Bovo Elisa, Nikolaienko Roman, Bhayani Siddharth, Kahn Daniel, Cao Quan, Martin Jody L, Kuo Ivana Y, Robia Seth L, Zima Aleksey V
Department of Cell and Molecular Physiology, Loyola University Chicago , Chicago, Illinois.
Department of Physiology and Biophysics, University of Illinois at Chicago , Chicago, Illinois.
Am J Physiol Heart Circ Physiol. 2019 Jun 1;316(6):H1323-H1331. doi: 10.1152/ajpheart.00031.2019. Epub 2019 Mar 22.
The type 2a sarco-/endoplasmic reticulum Ca-ATPase (SERCA2a) plays a key role in Ca regulation in the heart. However, available techniques to study SERCA function are either cell destructive or lack sensitivity. The goal of this study was to develop an approach to selectively measure SERCA2a function in the cellular environment. The genetically encoded Ca sensor R-CEPIA1er was used to measure the concentration of Ca in the lumen of the endoplasmic reticulum (ER) ([Ca]) in HEK293 cells expressing human SERCA2a. Coexpression of the ER Ca release channel ryanodine receptor (RyR2) created a Ca release/reuptake system that mimicked aspects of cardiac myocyte Ca handling. SERCA2a function was quantified from the rate of [Ca] refilling after ER Ca depletion; then, ER Ca leak was measured after SERCA inhibition. ER Ca uptake and leak were analyzed as a function of [Ca] to determine maximum ER Ca uptake rate and maximum ER Ca load. The sensitivity of this assay was validated by analyzing effects of SERCA inhibitors, [ATP]/[ADP], oxidative stress, phospholamban, and a loss-of-function SERCA2a mutation. In addition, the feasibility of using R-CEPIA1er to study SERCA2a in a native system was evaluated by using in vivo gene delivery to express R-CEPIA1er in mouse hearts.

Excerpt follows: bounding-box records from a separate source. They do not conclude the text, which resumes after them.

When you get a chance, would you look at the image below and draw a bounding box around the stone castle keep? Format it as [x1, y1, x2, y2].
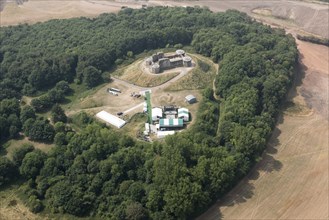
[145, 50, 192, 74]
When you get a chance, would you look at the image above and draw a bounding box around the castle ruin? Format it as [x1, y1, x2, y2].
[145, 50, 192, 74]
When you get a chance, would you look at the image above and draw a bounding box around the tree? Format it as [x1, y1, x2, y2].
[24, 118, 55, 141]
[20, 105, 36, 124]
[19, 150, 47, 179]
[0, 157, 17, 186]
[51, 104, 67, 123]
[83, 66, 103, 88]
[13, 143, 34, 167]
[126, 202, 147, 220]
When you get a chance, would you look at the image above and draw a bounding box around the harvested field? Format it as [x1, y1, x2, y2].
[0, 0, 329, 220]
[0, 0, 329, 38]
[198, 37, 329, 220]
[1, 0, 141, 26]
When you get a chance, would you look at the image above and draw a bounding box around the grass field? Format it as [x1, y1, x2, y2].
[112, 59, 179, 87]
[165, 54, 217, 91]
[2, 136, 55, 158]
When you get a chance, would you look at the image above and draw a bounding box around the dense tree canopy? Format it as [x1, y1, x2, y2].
[0, 7, 297, 220]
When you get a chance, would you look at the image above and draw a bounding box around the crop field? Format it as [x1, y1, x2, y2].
[198, 35, 329, 220]
[0, 0, 329, 220]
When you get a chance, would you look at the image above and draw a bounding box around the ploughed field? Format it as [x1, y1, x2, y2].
[198, 41, 329, 220]
[0, 1, 329, 219]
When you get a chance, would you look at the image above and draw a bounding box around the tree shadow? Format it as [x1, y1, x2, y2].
[197, 124, 283, 220]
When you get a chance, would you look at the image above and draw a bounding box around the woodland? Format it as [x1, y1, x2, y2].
[0, 7, 298, 220]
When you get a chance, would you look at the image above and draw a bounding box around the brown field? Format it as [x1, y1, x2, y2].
[199, 41, 329, 220]
[0, 0, 329, 220]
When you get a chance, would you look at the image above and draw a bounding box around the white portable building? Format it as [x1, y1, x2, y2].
[178, 108, 190, 121]
[96, 111, 126, 128]
[152, 108, 163, 121]
[157, 131, 175, 138]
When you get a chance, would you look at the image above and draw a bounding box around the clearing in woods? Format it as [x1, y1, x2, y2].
[0, 0, 329, 220]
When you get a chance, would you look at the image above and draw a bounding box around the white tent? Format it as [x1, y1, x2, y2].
[157, 131, 175, 138]
[178, 108, 190, 121]
[96, 111, 126, 128]
[152, 108, 163, 121]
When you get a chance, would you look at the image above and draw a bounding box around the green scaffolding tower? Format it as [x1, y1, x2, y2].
[145, 91, 152, 124]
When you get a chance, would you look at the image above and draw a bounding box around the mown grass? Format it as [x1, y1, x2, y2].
[165, 55, 217, 91]
[121, 113, 147, 138]
[112, 59, 179, 87]
[4, 136, 55, 159]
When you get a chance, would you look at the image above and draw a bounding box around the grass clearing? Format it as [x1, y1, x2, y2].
[112, 59, 179, 87]
[121, 113, 147, 138]
[165, 54, 217, 91]
[4, 136, 55, 159]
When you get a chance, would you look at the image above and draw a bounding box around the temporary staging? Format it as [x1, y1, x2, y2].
[178, 108, 190, 121]
[139, 89, 152, 96]
[96, 111, 126, 128]
[152, 108, 163, 121]
[157, 131, 175, 138]
[159, 118, 184, 128]
[185, 95, 196, 104]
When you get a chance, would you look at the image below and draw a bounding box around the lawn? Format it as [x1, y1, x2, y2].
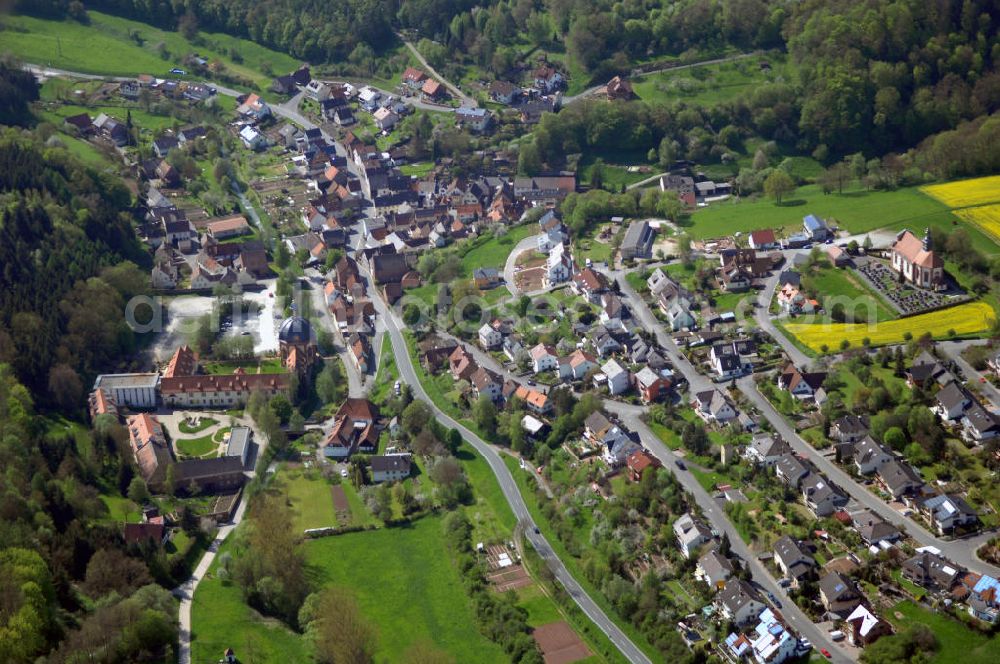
[884, 602, 997, 664]
[174, 434, 219, 457]
[304, 517, 507, 663]
[504, 456, 661, 661]
[632, 54, 797, 106]
[2, 10, 300, 90]
[462, 224, 538, 277]
[688, 185, 954, 238]
[283, 470, 337, 531]
[784, 302, 996, 352]
[191, 539, 310, 662]
[101, 494, 142, 523]
[803, 265, 897, 322]
[177, 417, 219, 433]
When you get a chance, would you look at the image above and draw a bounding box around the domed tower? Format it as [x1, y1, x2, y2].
[278, 316, 319, 377]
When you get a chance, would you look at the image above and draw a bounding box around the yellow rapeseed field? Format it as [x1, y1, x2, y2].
[920, 175, 1000, 208]
[955, 203, 1000, 243]
[785, 302, 996, 353]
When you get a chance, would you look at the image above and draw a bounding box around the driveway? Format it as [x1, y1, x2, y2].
[503, 235, 541, 295]
[362, 258, 650, 663]
[604, 401, 853, 662]
[736, 376, 1000, 577]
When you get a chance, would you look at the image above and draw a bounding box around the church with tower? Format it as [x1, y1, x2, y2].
[278, 316, 320, 380]
[891, 228, 944, 289]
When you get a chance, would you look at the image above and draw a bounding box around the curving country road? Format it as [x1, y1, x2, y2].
[362, 266, 651, 664]
[396, 32, 479, 108]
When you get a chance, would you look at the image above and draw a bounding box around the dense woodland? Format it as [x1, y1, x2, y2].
[0, 74, 148, 400]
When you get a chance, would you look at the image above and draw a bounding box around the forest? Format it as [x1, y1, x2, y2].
[0, 67, 149, 408]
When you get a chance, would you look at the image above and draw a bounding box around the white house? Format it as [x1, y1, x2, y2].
[601, 359, 631, 394]
[559, 349, 597, 380]
[370, 454, 410, 484]
[372, 108, 399, 131]
[743, 433, 792, 467]
[674, 513, 712, 558]
[479, 323, 503, 350]
[692, 390, 736, 423]
[240, 125, 267, 150]
[715, 579, 766, 627]
[544, 242, 573, 286]
[854, 436, 893, 475]
[530, 344, 559, 374]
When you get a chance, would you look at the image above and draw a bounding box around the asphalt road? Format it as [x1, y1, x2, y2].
[362, 260, 650, 662]
[606, 271, 715, 393]
[736, 376, 1000, 577]
[605, 401, 852, 662]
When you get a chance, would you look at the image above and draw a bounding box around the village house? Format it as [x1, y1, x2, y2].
[901, 551, 965, 593]
[531, 64, 564, 94]
[489, 81, 521, 106]
[854, 436, 894, 475]
[529, 344, 559, 374]
[455, 106, 493, 133]
[749, 228, 781, 251]
[619, 220, 656, 261]
[774, 453, 813, 489]
[625, 449, 662, 482]
[691, 390, 737, 424]
[572, 267, 608, 304]
[819, 572, 862, 619]
[802, 214, 831, 242]
[931, 381, 973, 422]
[369, 454, 412, 484]
[559, 349, 598, 381]
[801, 473, 847, 518]
[715, 578, 766, 627]
[236, 93, 271, 122]
[830, 414, 868, 443]
[543, 243, 573, 287]
[743, 433, 792, 467]
[774, 535, 816, 588]
[919, 494, 979, 535]
[599, 426, 641, 468]
[469, 367, 503, 402]
[845, 604, 892, 648]
[601, 359, 632, 396]
[635, 367, 671, 405]
[479, 323, 503, 350]
[320, 398, 379, 460]
[778, 364, 826, 406]
[514, 386, 552, 415]
[725, 608, 801, 664]
[660, 174, 697, 207]
[694, 549, 733, 590]
[673, 512, 712, 558]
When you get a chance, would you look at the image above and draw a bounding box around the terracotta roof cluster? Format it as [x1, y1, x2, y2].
[160, 374, 288, 395]
[163, 344, 198, 378]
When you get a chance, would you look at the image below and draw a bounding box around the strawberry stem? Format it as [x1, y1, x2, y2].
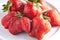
[2, 1, 12, 12]
[15, 12, 24, 18]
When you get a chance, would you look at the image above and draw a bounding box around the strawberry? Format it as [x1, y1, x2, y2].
[8, 17, 30, 35]
[30, 17, 51, 40]
[47, 9, 60, 26]
[10, 1, 25, 12]
[2, 11, 30, 35]
[20, 17, 31, 32]
[23, 2, 41, 19]
[8, 17, 22, 35]
[40, 0, 45, 4]
[2, 11, 16, 28]
[40, 2, 48, 11]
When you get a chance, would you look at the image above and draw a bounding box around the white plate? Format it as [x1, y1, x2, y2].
[0, 1, 59, 40]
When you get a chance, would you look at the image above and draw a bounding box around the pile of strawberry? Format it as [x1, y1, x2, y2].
[2, 0, 60, 40]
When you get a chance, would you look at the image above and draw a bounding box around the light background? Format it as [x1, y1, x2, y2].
[0, 0, 60, 40]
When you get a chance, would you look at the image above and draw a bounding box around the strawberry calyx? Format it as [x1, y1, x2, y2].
[15, 12, 24, 18]
[2, 1, 12, 12]
[42, 10, 50, 22]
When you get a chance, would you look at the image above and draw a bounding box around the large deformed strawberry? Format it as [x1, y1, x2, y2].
[3, 0, 26, 12]
[30, 17, 51, 40]
[2, 11, 16, 28]
[23, 2, 42, 19]
[47, 9, 60, 26]
[2, 11, 31, 34]
[10, 0, 25, 12]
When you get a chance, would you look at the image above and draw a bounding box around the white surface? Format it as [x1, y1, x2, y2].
[0, 0, 60, 40]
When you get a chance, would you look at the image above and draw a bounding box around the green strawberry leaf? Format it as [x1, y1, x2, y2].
[43, 16, 50, 22]
[15, 12, 24, 18]
[2, 1, 12, 12]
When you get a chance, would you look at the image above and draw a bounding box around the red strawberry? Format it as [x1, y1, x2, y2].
[30, 17, 51, 40]
[10, 0, 25, 12]
[23, 2, 41, 19]
[40, 2, 48, 11]
[2, 11, 16, 28]
[47, 9, 60, 26]
[20, 17, 31, 32]
[9, 17, 30, 35]
[40, 0, 45, 4]
[8, 17, 22, 35]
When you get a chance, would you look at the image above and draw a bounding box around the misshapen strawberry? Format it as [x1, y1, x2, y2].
[8, 17, 30, 35]
[30, 17, 51, 40]
[8, 17, 22, 35]
[47, 9, 60, 26]
[23, 2, 41, 19]
[2, 11, 16, 28]
[20, 17, 31, 32]
[10, 0, 25, 12]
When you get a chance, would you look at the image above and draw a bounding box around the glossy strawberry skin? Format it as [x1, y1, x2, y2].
[40, 2, 49, 11]
[20, 17, 31, 33]
[2, 11, 16, 28]
[10, 0, 25, 12]
[8, 17, 22, 35]
[8, 17, 30, 35]
[47, 9, 60, 26]
[30, 17, 51, 40]
[23, 2, 41, 19]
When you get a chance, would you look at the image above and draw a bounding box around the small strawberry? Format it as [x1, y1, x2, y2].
[2, 11, 16, 28]
[30, 17, 51, 40]
[47, 9, 60, 26]
[20, 17, 31, 32]
[23, 2, 41, 19]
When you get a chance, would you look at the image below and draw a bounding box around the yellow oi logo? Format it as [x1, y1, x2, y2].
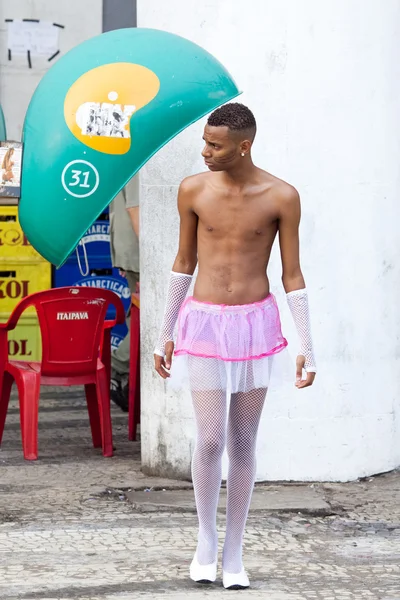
[64, 63, 160, 154]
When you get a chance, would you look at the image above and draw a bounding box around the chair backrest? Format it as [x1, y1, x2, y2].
[8, 287, 125, 377]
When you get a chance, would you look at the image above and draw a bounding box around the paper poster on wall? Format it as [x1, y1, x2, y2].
[0, 142, 22, 198]
[6, 19, 64, 67]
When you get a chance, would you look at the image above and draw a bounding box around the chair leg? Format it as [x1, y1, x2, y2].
[128, 306, 140, 441]
[100, 329, 111, 387]
[85, 383, 101, 448]
[16, 372, 40, 460]
[0, 373, 14, 445]
[96, 366, 113, 457]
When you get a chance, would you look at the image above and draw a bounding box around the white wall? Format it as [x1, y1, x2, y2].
[138, 0, 400, 481]
[0, 0, 103, 140]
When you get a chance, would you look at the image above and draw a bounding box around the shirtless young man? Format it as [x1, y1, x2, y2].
[154, 103, 316, 589]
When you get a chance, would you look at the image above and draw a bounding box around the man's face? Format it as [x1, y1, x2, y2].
[201, 125, 241, 171]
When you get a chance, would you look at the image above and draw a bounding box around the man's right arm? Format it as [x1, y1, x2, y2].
[154, 177, 198, 379]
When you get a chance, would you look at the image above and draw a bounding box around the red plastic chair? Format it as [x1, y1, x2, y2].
[0, 287, 125, 460]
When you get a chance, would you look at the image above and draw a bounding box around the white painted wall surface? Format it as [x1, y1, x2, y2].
[138, 0, 400, 481]
[0, 0, 103, 140]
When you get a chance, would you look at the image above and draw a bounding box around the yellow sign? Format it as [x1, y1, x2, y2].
[64, 63, 160, 154]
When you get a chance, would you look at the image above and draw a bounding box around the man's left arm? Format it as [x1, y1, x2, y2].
[130, 206, 139, 239]
[124, 175, 139, 238]
[279, 186, 317, 388]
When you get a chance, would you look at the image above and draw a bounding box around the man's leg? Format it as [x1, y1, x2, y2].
[192, 390, 227, 565]
[222, 388, 267, 573]
[188, 356, 227, 565]
[111, 271, 139, 411]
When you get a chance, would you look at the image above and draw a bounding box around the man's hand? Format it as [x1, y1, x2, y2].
[154, 342, 174, 379]
[295, 354, 315, 390]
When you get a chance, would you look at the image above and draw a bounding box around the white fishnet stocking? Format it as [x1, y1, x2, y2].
[192, 376, 266, 573]
[192, 390, 227, 565]
[222, 389, 267, 573]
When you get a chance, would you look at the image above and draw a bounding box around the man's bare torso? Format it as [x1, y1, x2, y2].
[190, 169, 291, 305]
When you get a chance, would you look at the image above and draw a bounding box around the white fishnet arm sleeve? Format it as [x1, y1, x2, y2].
[286, 288, 317, 373]
[154, 271, 193, 358]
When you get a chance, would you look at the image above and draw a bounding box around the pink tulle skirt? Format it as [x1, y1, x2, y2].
[169, 294, 294, 393]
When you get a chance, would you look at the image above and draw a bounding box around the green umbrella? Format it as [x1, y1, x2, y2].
[19, 28, 240, 266]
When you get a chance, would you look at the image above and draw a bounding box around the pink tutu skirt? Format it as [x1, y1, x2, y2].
[169, 294, 294, 393]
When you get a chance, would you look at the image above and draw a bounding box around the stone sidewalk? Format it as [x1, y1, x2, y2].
[0, 388, 400, 600]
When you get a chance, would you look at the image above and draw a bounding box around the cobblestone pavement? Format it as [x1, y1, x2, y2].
[0, 390, 400, 600]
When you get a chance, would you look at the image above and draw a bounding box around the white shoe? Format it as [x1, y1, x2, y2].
[222, 568, 250, 590]
[190, 553, 217, 583]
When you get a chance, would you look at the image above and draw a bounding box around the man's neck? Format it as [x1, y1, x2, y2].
[222, 161, 257, 187]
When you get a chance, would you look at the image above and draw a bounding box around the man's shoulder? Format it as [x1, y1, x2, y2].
[262, 171, 299, 204]
[180, 173, 210, 191]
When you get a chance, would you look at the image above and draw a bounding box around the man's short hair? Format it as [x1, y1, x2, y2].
[207, 102, 257, 139]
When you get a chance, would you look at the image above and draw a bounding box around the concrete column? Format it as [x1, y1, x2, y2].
[138, 0, 400, 481]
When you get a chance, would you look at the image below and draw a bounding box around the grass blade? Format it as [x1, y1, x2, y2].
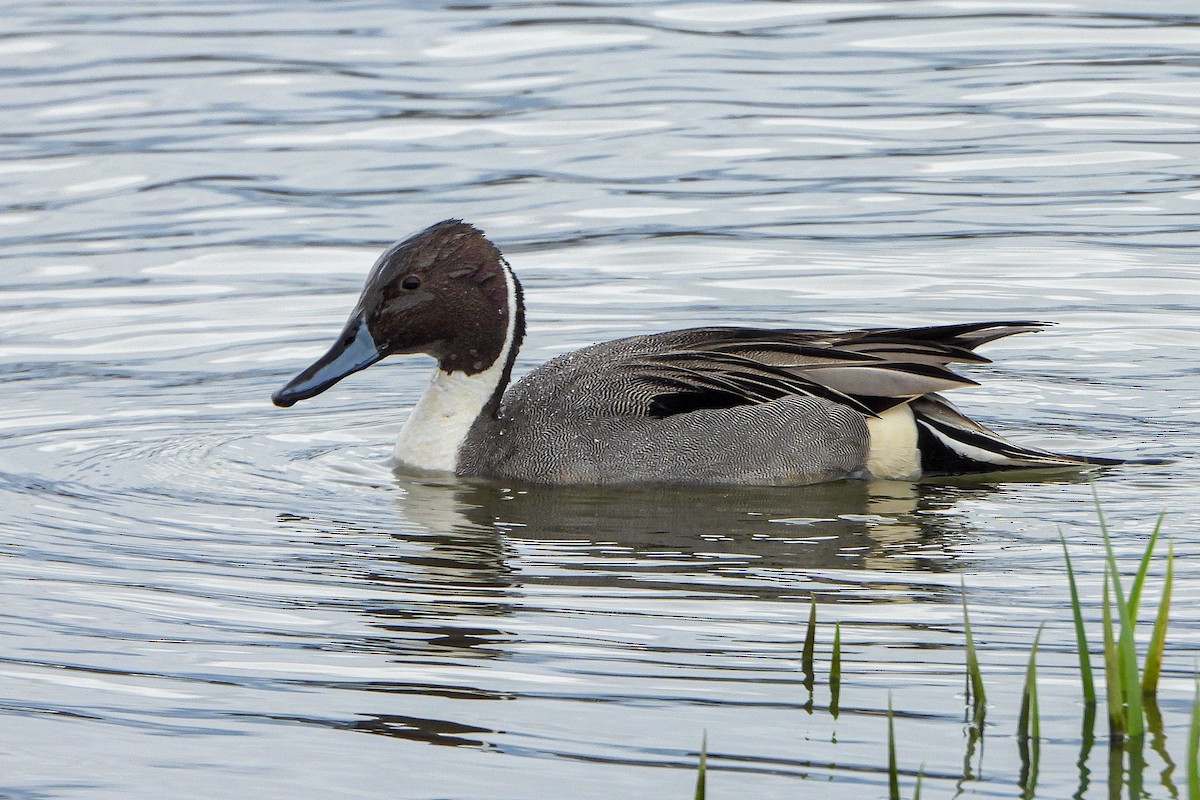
[829, 622, 841, 720]
[1104, 533, 1153, 739]
[1129, 511, 1166, 622]
[1058, 530, 1096, 705]
[1016, 622, 1045, 739]
[1141, 542, 1175, 697]
[888, 692, 900, 800]
[960, 578, 988, 724]
[1100, 563, 1126, 741]
[800, 595, 817, 697]
[1188, 679, 1200, 800]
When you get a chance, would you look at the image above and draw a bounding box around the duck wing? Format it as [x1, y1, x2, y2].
[622, 321, 1045, 417]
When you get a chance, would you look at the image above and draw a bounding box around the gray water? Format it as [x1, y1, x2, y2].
[0, 0, 1200, 800]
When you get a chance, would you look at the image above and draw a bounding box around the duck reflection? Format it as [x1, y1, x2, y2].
[397, 476, 964, 573]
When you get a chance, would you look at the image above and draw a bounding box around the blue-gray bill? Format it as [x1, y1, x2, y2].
[271, 315, 384, 408]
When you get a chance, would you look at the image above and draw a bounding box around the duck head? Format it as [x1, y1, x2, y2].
[271, 219, 523, 408]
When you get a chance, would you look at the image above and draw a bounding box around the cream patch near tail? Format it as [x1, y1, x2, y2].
[866, 404, 920, 481]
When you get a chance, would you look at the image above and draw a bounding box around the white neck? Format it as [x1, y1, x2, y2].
[395, 260, 517, 473]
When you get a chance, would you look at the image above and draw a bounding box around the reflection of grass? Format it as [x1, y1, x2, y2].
[696, 515, 1200, 800]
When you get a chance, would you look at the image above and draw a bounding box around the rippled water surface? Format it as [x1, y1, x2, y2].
[0, 0, 1200, 799]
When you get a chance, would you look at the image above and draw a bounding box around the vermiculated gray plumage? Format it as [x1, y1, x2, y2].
[272, 219, 1120, 485]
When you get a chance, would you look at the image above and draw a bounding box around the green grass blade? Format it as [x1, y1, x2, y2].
[1129, 512, 1166, 622]
[1141, 542, 1175, 697]
[959, 578, 988, 724]
[1016, 622, 1045, 740]
[1058, 530, 1096, 705]
[1100, 563, 1126, 741]
[888, 692, 900, 800]
[1100, 527, 1146, 736]
[1188, 679, 1200, 800]
[800, 595, 817, 682]
[829, 622, 841, 720]
[1104, 536, 1146, 738]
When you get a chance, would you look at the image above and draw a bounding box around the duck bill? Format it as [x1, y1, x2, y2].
[271, 314, 384, 408]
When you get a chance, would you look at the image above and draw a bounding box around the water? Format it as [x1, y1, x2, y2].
[0, 1, 1200, 799]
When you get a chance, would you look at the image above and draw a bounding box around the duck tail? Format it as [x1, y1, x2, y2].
[910, 395, 1124, 475]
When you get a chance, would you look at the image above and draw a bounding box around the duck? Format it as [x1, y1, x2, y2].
[271, 219, 1122, 486]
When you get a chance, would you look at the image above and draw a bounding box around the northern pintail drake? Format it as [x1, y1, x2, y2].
[271, 219, 1121, 485]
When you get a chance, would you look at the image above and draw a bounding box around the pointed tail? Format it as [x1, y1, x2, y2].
[911, 395, 1124, 475]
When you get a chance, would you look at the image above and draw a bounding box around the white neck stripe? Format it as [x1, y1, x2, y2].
[394, 258, 517, 473]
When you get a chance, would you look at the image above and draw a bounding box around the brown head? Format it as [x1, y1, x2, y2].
[271, 219, 524, 407]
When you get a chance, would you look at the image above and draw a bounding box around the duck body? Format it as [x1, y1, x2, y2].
[272, 221, 1120, 485]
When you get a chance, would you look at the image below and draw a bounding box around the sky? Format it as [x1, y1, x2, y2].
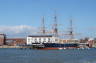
[0, 0, 96, 37]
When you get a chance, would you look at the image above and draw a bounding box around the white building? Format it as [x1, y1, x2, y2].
[27, 35, 59, 45]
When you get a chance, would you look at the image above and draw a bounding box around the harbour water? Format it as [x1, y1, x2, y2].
[0, 48, 96, 63]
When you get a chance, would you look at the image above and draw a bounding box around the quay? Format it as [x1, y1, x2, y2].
[0, 45, 33, 48]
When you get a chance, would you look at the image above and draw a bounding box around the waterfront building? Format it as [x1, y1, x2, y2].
[27, 35, 59, 45]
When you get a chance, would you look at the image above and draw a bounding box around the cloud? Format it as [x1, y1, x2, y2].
[0, 25, 37, 36]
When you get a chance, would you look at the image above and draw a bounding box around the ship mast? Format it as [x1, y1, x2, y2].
[53, 12, 58, 36]
[41, 16, 45, 34]
[69, 19, 74, 39]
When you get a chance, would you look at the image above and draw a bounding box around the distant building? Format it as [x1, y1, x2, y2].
[0, 34, 5, 45]
[27, 35, 59, 45]
[6, 38, 26, 46]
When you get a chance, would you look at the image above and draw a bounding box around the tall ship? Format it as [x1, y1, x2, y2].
[27, 15, 84, 50]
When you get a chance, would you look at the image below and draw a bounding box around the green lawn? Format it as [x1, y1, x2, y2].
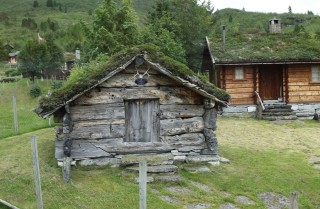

After ventricular myocyte isolation, the same methodology used in HEK293 cells was applied to study endogenous SERCA2a. In conclusion, this new approach can be used as a sensitive screening tool to study the effect of different drugs, posttranslational modifications, and mutations on SERCA function. The aim of this study was to develop a sensitive approach to selectively measure sarco-/endoplasmic reticulum Ca-ATPase (SERCA) function in the cellular environment. The newly developed Ca sensor R-CEPIA1er was used to successfully analyze Ca uptake mediated by recombinant and native cardiac SERCA. These results demonstrate that this new approach can be used as a powerful tool to study new mechanisms of Ca pump regulation.
2a型肌浆网/内质网钙ATP酶(SERCA2a)在心脏钙调节中起关键作用。然而,现有的研究SERCA功能的技术要么具有细胞破坏性,要么缺乏敏感性。本研究的目的是开发一种在细胞环境中选择性测量SERCA2a功能的方法。利用基因编码的钙传感器R-CEPIA1er来测量表达人SERCA2a的HEK293细胞内质网(ER)腔中的钙浓度([Ca])。内质网钙释放通道兰尼碱受体(RyR2)的共表达创建了一个钙释放/再摄取系统,该系统模拟了心肌细胞钙处理的某些方面。通过内质网钙耗竭后[Ca]再填充的速率来量化SERCA2a的功能;然后,在SERCA抑制后测量内质网钙泄漏。分析内质网钙摄取和泄漏与[Ca]的关系,以确定最大内质网钙摄取速率和最大内质网钙负荷。通过分析SERCA抑制剂、[ATP]/[ADP]、氧化应激、受磷蛋白和功能丧失性SERCA2a突变的影响,验证了该检测方法的敏感性。此外,通过体内基因递送在小鼠心脏中表达R-CEPIA1er,评估了在天然系统中使用R-CEPIA1er研究SERCA2a的可行性。分离心室肌细胞后,将HEK293细胞中使用的相同方法应用于研究内源性SERCA2a。总之,这种新方法可作为一种灵敏的筛选工具,用于研究不同药物、翻译后修饰和突变对SERCA功能的影响。本研究的目的是开发一种灵敏的方法,在细胞环境中选择性测量肌浆网/内质网钙ATP酶(SERCA)的功能。新开发的钙传感器R-CEPIA1er被用于成功分析重组和天然心脏SERCA介导的钙摄取。这些结果表明,这种新方法可作为研究钙泵调节新机制的有力工具。